What happened
On November 13, 2010, a Fairchild SA 227-AC, registration N781C, operated by LC Busre S.A.C., was performing a scheduled flight to Andahuaylas, Peru. The aircraft had previously completed a flight to Huaraz, during which the pilot reported a directional control issue. Although maintenance personnel cleared the aircraft for flight, the pilot noted difficulties with ground steering during taxiing.
Upon landing at Andahuaylas Airport, the crew initially followed normal procedures. However, as the aircraft decelerated to approximately 40 knots, it began an intense, uncontrolled left turn. The crew attempted to correct the deviation using right-side braking, right-side reverse thrust, and differential engine power, but the aircraft continued to veer left at an angle of approximately 30 degrees. As the aircraft exited the runway and approached a 4-meter slope in the adjacent terrain, the pilot shut down the engines. This action eliminated the differential power necessary to counteract the turn, causing the aircraft to veer sharply and descend the slope.

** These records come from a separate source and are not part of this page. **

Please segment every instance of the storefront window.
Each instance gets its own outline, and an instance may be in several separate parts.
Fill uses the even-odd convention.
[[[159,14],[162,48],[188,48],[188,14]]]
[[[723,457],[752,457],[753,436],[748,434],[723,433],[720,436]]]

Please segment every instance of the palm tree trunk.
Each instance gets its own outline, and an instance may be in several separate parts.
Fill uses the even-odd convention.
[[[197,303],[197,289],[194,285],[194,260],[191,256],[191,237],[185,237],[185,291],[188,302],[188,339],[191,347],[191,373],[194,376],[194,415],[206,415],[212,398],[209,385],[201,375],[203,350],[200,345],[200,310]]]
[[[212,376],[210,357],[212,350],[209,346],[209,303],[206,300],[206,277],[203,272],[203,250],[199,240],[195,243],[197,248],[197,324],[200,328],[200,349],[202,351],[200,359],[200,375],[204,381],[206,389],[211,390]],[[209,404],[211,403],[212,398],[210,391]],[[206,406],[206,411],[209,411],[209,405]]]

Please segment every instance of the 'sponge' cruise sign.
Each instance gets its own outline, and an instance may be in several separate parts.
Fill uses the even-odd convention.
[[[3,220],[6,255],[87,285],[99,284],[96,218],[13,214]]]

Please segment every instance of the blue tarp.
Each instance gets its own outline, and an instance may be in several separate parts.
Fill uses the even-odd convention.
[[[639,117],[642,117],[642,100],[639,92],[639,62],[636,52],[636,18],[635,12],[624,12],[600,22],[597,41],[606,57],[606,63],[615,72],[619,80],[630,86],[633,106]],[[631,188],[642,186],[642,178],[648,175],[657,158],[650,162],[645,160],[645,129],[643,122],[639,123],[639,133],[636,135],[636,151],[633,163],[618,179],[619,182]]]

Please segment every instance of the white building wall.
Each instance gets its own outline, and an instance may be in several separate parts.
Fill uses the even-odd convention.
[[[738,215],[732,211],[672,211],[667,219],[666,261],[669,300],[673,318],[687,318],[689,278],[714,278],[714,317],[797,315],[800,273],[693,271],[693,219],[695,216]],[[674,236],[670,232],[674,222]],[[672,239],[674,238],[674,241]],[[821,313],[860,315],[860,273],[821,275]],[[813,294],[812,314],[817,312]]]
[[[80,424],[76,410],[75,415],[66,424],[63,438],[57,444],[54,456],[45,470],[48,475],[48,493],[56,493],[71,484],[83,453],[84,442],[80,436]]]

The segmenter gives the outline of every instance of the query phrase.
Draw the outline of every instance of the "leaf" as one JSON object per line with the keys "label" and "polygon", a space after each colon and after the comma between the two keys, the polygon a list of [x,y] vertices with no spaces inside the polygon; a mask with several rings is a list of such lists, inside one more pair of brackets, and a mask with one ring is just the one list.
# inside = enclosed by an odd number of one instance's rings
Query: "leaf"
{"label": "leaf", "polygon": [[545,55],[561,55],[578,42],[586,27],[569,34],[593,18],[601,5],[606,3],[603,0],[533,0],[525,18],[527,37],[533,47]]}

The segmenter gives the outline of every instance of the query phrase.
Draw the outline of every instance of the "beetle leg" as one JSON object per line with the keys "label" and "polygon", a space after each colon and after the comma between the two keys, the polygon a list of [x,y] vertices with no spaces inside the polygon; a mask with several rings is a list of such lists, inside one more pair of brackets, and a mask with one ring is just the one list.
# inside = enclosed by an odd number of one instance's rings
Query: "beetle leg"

The accident resulted in 5 fatalities and 14 injuries among the passengers, while the two crew members sustained minor injuries. The aircraft sustained major damage to the fuselage, engines, propellers, wings, and landing gear.
The investigation
The CIAA investigation examined the aircraft's maintenance history, flight data, and cockpit voice recordings. Investigators established that the Nose Wheel Steering (NWS) system was deferred under the Minimum Equipment List (MEL) as category "C." The investigation also reviewed the aircraft's recent maintenance logs, which showed that the aircraft had experienced directional control issues and brake system problems in the days leading up to the accident.
Flight data recorders confirmed that while engine performance and control inputs were within operational parameters, the aircraft began deviating from the centerline at 50 knots. The cockpit voice recorder revealed that while the pilot had briefed emergency procedures for a steering failure, the instructions provided during the descent were imprecise and proved ineffective during the actual emergency.
Findings
- The primary cause was the loss of directional control during landing due to multiple failures in the braking system, specifically a locked brake on the left main gear and a total failure of the right main gear brakes.

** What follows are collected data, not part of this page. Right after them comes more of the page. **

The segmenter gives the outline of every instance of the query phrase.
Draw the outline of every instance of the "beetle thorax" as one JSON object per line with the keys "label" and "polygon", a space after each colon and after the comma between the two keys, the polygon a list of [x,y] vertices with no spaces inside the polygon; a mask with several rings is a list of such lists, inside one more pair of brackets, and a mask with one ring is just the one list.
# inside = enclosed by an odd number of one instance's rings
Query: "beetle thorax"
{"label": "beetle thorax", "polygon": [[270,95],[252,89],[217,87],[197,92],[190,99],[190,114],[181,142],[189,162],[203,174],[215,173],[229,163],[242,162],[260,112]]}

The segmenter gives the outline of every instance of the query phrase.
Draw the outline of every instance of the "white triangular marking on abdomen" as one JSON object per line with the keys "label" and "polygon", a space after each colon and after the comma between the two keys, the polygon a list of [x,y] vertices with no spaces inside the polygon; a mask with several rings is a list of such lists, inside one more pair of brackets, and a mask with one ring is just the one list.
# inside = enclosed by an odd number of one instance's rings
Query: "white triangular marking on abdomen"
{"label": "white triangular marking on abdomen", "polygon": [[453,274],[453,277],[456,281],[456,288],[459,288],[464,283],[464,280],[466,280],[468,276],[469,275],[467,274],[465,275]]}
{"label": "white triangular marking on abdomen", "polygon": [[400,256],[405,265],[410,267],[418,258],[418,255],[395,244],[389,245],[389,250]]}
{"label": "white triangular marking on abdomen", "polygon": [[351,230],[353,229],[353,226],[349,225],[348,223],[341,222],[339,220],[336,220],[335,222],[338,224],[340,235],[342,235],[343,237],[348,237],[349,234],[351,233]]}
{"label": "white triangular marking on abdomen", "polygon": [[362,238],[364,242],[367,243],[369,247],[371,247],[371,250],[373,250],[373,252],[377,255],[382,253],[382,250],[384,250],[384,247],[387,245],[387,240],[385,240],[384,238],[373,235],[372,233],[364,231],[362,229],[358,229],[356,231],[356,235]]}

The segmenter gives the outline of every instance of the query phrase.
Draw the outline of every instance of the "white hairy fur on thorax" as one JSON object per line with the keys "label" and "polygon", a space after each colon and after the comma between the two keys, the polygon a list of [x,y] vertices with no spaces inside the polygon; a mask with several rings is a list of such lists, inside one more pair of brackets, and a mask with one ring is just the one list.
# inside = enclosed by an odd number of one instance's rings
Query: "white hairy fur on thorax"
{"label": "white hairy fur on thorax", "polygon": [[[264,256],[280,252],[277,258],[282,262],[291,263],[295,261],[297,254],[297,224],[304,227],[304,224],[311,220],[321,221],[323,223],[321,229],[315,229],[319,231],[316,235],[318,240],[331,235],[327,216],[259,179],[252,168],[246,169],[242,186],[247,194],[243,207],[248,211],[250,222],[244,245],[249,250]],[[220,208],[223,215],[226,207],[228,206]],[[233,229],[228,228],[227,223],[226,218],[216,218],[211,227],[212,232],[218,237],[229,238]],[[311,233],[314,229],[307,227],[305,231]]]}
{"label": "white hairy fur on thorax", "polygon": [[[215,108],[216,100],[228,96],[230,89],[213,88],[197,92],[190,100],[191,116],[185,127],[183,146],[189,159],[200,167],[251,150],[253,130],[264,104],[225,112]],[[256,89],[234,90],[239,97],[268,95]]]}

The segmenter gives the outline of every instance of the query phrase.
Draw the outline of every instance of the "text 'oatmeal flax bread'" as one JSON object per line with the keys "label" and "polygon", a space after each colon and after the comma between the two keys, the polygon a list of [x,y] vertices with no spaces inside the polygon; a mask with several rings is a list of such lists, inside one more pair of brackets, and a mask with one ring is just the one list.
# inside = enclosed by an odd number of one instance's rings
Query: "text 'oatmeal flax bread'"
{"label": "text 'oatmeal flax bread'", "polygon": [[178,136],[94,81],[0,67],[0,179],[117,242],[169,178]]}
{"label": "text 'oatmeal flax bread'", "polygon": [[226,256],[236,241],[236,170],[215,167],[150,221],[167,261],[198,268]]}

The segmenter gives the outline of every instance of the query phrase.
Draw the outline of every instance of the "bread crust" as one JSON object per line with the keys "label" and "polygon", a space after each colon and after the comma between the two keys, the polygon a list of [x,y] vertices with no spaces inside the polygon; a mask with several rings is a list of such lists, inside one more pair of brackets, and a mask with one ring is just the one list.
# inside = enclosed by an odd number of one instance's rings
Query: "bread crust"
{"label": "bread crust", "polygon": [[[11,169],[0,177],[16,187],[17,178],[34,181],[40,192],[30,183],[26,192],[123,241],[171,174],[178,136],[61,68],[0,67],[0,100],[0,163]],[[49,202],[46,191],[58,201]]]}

- The crew's decision to operate the flight with known brake issues prevented the necessary operational conditions required by the MEL for flying with deferred Nose Wheel Steering.
- The pilot's emergency briefing regarding steering failure procedures lacked the precision required to manage the event effectively.
- The operator had a high frequency of significant incidents, with 63 recorded in the ten months preceding the accident.